Otwarty Dialog kupował sobie Radę Europy? Politycy KO i Lewicy zaprzeczają

Posłowie KO i Lewicy do Rady Europy jako "wyssane z palca" nazwali zarzuty szefa Sojuszu Europejskich Konserwatystów i Demokratów Iana Liddella-Graingera o "dyktowaniu członkom ZP RE poprawek przez Fundację Otwarty Dialog". PiS atakuje raport ws. niszczenia niezależności sądów, bo jest dla nich miażdżący - oceniają .
Ian Liddell-Grainger Otwarty Dialog kupował sobie Radę Europy? Politycy KO i Lewicy zaprzeczają
Ian Liddell-Grainger / YT print screen/Imajsa Claimant

Sprawa ma związek z listem jaki Brytyjczyk Ian Liddell-Grainger napisał do przewodniczącego Zgromadzenia Parlamentarnego Rady Europy (ZPRE) Rika Daemsa ws. kontrowersyjnych działań Fundacji Otwarty Dialog w tej organizacji.

Liddell-Grainger z Partii Konserwatywnej podkreśla w piśmie, że przez lata organizacja pozarządowa Fundacja Otwarty Dialog miała bezprecedensowy dostęp do członków i pomieszczeń ZPRE. "Zawsze podejrzewaliśmy, że zostało to zaaranżowane przez pewną liczbę posłów, ale obserwowanie ich machinacji publikowanych na Twitterze musi być czymś nowym nawet dla ZPRE, które już w przeszłości było tak bardzo zniszczone przez korupcję" – czytamy w liście.

Parlamentarzysta opublikował też tweeta z 25 stycznia 2021 r. zamieszczonego przez Otwarty Dialog, który brzmi: "Sesja była tajna, ale my [Fundacja Otwarty Dialog] możemy zdradzić, że Komisja Zag. Prawnych i Praw Człowieka Rady Europy zaakceptowała większość z naszych 5 poprawek do rezolucji dt (braku) niezależności sędziów w Polsce. Jutro głosuje plenum, ale już dzisiaj dziękujemy: @K_Smiszek @Gasiuk_Pihowicz @MarekBorowski @barbaraanowack @KMunyama".

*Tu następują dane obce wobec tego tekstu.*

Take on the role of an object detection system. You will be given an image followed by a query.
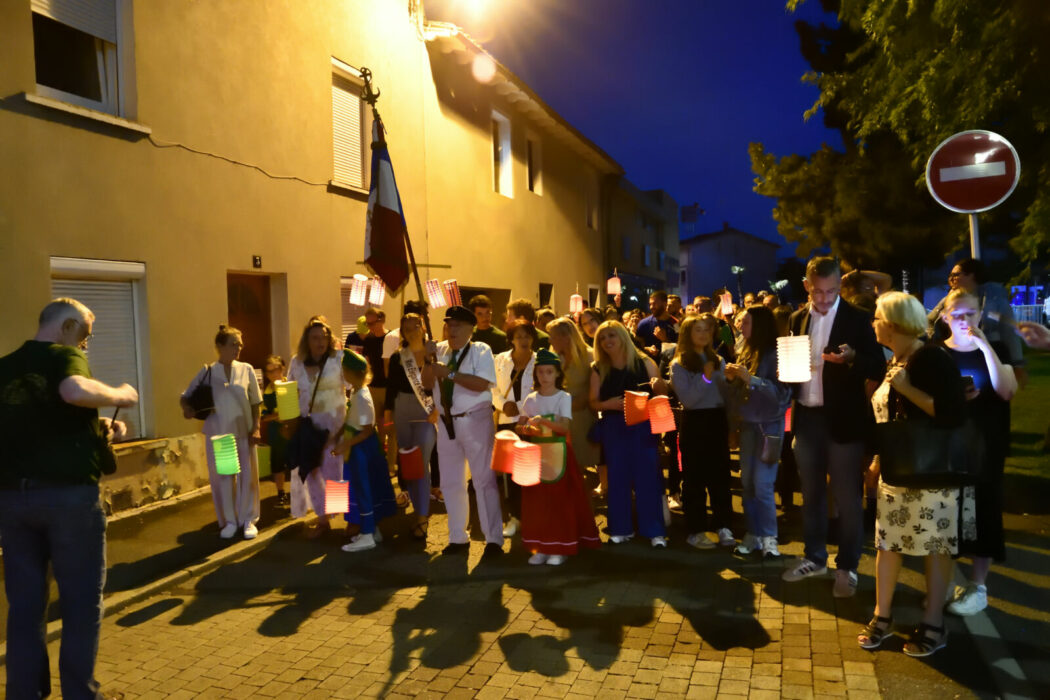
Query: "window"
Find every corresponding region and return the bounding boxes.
[332,59,369,190]
[32,0,121,114]
[51,257,152,439]
[492,111,513,197]
[525,139,543,194]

Liddell-Grainger zwraca przy tym uwagę, że choć sesja była tajna, to jeden z członków ZPRE w jej trakcie przekazywał informacje o jej przebiegu fundacji. Zwrócił też uwagę na słowa "nasze poprawki" z tweeta. "Nie poprawki zgłoszone przez posłów, którym otwarcie podziękowano, poprawki NASZE, poprawki podyktowane przez nieprzejrzystą organizację pozarządową członkom Zgromadzenia Parlamentarnego Rady Europy, którzy następnie wiernie wykonali polecenie" – czytamy w liście.

Do tej sprawy odnieśli się w rozmowie z PAP posłanka KO Kamila Gasiuk-Pihowicz oraz wiceszef klubu Lewicy Krzysztof Śmiszek.

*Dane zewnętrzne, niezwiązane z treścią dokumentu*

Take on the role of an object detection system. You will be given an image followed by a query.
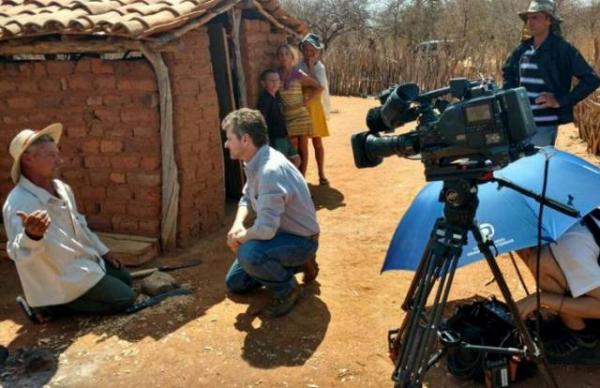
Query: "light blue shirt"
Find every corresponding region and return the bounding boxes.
[3,176,108,307]
[239,145,319,240]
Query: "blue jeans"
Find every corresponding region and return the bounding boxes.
[531,125,558,147]
[225,233,319,298]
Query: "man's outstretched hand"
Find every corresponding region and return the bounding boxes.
[17,210,51,240]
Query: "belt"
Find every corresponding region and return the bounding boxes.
[306,233,319,241]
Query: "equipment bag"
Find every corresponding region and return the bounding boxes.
[583,209,600,265]
[443,298,535,387]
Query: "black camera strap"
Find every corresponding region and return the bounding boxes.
[583,208,600,265]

Gasiuk-Pihowicz podkreśliła, że "to członkowie ZPRE składają poprawki i to oni składając je, decydują o ich ostatecznej treści". "Konsultowanie się z organizacjami pozarządowymi to standard każdego demokratycznego państwa i organizacji" - zauważyła.

"Rozumiem, że raport Rady Europy ws. niszczenia niezależności sądów w Polsce jest miażdżący dla PiS, więc partia rządząca stara się atakować go wszelkimi metodami - również wykorzystując swoją frakcję w Zgromadzeniu Parlamentarnym Rady Europy, na czele której stoi Brytyjczyk podpisujący się pod listem" - dodała posłanka KO.

Na zarzut Liddella-Graingera o "dyktowaniu członkom ZPRE poprawek przez Fundację Otwarty Dialog" odpowiedział PAP Krzysztof Śmiszek. "To są zarzuty wyssane z palca i wyciąga się je zawsze wtedy, kiedy chce się zdyskredytować tych posłów, którzy na forum europejskim mówią prawdę, prawdę o Polsce" - podkreślił.

"Poprawki, które złożyłem ja wraz z posłanką Kamilą Gasiuk-Pihowicz i m.in. z panem senatorem Markiem Borowskim, ale także byli tam podpisani zagraniczni parlamentarzyści, nie są żadną tajemnicą i nie są niczym nowym" - oświadczył poseł Lewicy.

Śmiszek dodał, że "poprawki zmierzały do wprowadzenia do tekstu raportu o niezależności sędziów w Polsce prawdziwych informacji". "Czyli o tym, co się dzieje w Sądzie Najwyższym, jak upolityczniona została procedura wyborów sędziów do Sądu Najwyższego i prezes Sądu Najwyższego. O tym, że minister sprawiedliwości nadzoruje teraz prezesów sądów, o tym, że mamy teraz coraz więcej postępowań dyscyplinarnych wobec tych sędziów, którzy trzymają się konstytucji czy też orzekają zgodnie ze standardami państwa prawa" - poinformował poseł.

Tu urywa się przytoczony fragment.